Scheduler:  The current system used for scheduling is also through TherapyAppointment.com.  Access to the scheduler is also available through a password protected process.  Procedures are the same as mentioned in the electronic record section.  Computers that are being used for scheduling will not be left where the screens can be seen by others.  Screens need to be shut down or have the information protected (called Autopilot on TherapyAppointment.com). 

Office tablet: Is utilized for EMDR sessions. No private information will be saved on the tablet unless an encryption system is in place.

Phone:  Smart phones systems will be password protected for protected limited access to call history or stored phone numbers of clients. Client phone numbers will be saved in the contact list using Z and an initialed form of reminder letters to have contacts saved at the end of the list of contacts.  If available, an encryption system will be used. When the phones are no longer in use, the stored memory of the phone will be wiped clean.

Tela therapy:  Therapyappointment houses HIPPA compliant Zoom and is utilized as the on line teletherapy modality. Michelle is a licensed clinician in Iowa and is a certified telemental health therapist. Sharing is Healing follows each state guideline regarding telatherapy procedures.  Please see the document "state regulations" to see other state's data.  

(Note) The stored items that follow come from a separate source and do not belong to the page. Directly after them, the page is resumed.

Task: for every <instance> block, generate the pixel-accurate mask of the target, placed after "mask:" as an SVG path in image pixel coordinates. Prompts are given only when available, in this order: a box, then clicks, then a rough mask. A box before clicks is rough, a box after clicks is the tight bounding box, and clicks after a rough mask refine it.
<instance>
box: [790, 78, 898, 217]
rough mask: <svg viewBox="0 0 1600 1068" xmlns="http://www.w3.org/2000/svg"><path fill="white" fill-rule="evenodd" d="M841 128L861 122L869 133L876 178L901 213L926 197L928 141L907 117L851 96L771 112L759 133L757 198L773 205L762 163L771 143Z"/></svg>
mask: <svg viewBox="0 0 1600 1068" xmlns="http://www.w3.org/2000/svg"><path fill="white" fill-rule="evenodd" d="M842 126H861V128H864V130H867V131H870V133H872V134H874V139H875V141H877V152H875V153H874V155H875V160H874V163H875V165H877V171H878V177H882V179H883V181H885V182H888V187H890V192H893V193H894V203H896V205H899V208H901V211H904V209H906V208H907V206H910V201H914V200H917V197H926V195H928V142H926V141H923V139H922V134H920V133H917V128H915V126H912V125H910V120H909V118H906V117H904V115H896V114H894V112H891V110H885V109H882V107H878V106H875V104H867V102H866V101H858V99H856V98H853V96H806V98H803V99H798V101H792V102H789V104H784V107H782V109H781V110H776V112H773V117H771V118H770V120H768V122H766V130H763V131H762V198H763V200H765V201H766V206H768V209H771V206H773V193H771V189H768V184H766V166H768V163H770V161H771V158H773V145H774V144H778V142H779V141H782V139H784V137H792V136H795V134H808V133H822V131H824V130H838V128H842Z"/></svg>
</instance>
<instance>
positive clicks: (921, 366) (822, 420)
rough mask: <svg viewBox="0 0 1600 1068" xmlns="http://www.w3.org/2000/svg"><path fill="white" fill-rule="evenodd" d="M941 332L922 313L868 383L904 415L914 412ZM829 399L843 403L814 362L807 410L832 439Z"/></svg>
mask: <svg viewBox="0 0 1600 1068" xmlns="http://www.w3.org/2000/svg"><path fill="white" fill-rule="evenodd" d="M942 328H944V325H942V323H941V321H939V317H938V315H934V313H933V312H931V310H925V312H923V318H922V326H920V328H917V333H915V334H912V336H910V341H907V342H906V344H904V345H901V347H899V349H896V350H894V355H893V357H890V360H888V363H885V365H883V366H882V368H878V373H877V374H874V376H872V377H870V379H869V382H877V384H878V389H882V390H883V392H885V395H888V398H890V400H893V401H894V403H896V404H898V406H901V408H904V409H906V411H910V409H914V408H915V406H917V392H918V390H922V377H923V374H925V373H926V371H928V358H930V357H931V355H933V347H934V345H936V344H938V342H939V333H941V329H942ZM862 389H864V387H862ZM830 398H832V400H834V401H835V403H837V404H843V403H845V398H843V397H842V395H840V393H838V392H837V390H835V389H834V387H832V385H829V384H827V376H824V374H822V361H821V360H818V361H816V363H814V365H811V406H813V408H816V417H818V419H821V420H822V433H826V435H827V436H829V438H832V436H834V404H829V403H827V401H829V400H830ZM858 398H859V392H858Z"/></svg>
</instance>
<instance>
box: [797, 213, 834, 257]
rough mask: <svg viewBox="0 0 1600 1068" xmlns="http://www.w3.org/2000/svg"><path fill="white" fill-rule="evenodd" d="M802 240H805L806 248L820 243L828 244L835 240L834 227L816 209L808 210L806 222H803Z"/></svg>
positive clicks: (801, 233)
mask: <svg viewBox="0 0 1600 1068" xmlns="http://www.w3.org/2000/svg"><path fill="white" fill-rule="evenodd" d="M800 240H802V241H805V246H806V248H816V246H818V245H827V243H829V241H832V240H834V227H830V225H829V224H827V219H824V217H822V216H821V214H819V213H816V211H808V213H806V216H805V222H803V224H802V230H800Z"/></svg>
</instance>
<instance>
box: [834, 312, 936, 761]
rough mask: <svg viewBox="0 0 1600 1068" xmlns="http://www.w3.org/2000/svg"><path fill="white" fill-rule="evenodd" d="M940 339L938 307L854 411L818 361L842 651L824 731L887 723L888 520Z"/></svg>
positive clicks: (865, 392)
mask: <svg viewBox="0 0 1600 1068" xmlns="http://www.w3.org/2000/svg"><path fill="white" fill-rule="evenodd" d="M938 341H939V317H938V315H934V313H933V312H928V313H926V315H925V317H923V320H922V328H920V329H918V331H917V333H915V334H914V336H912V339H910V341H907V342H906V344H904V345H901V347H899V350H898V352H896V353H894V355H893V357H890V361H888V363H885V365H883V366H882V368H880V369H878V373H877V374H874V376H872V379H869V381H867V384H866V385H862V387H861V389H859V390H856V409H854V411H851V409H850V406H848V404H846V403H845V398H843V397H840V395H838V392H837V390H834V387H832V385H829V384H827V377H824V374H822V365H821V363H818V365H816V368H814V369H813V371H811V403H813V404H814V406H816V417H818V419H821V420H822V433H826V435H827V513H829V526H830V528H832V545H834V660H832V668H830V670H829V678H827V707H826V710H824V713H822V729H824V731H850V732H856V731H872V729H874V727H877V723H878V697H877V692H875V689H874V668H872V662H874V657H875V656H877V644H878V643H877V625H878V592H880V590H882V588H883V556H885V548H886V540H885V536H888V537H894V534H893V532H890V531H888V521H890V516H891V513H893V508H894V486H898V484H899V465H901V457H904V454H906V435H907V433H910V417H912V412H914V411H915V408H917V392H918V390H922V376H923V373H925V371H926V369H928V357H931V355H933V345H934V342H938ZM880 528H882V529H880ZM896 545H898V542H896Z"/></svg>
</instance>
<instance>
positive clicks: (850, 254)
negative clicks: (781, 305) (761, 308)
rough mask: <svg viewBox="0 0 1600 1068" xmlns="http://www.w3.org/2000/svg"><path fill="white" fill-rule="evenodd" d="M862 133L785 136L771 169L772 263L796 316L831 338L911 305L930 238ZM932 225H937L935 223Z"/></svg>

Fax/Printers/Scanners Machine:  Fax/printers/scanners are to be kept in Sharing Is Healing owner’s possession until they no longer work at which time the machine will be destroyed unless a reliable mechanism has been found to completely wipe the memory of the machine clean. 

Fax:  Current fax system to send and receive is a HIPPA compliant on line email system Ring Central.   In order for fax to be used, Client’s sign permission for both fax and email to be used on Consent for release of information.

Email:  Email account is password protected via sharingishealigames@gmail.com. Clients indicate permission for use of email in the initial client information form. TherapyAppointment.com also offers secure email for active clients.  Secure email is to be used when contacting clients as much as is possible within reason.

US Mail:  Post Office Box is used for Sharing Is Healing Ames, it is a locked box.

Complaints:  As per the Notice of Privacy Practices given to clients, the following statement is in place:

“If you feel that your privacy protections have been violated, you have the right to file a written complaint with Michelle Roling, owner and sole proprietor, or with the Department of Health and Human Services, Office of Civil Rights, 200 Independence Avenue SW, Washington DC  20201, phone number: 1 877 696 6775.  There will be no retaliation against you for filing a complaint.”

Documentation and Record Retention:  record of signed forms will be maintained as part of the client file.  These records will include privacy policies and procedures, privacy practices notices, disposition of complaints, and other actions, activities and designation that the Privacy Rule requires to be documented.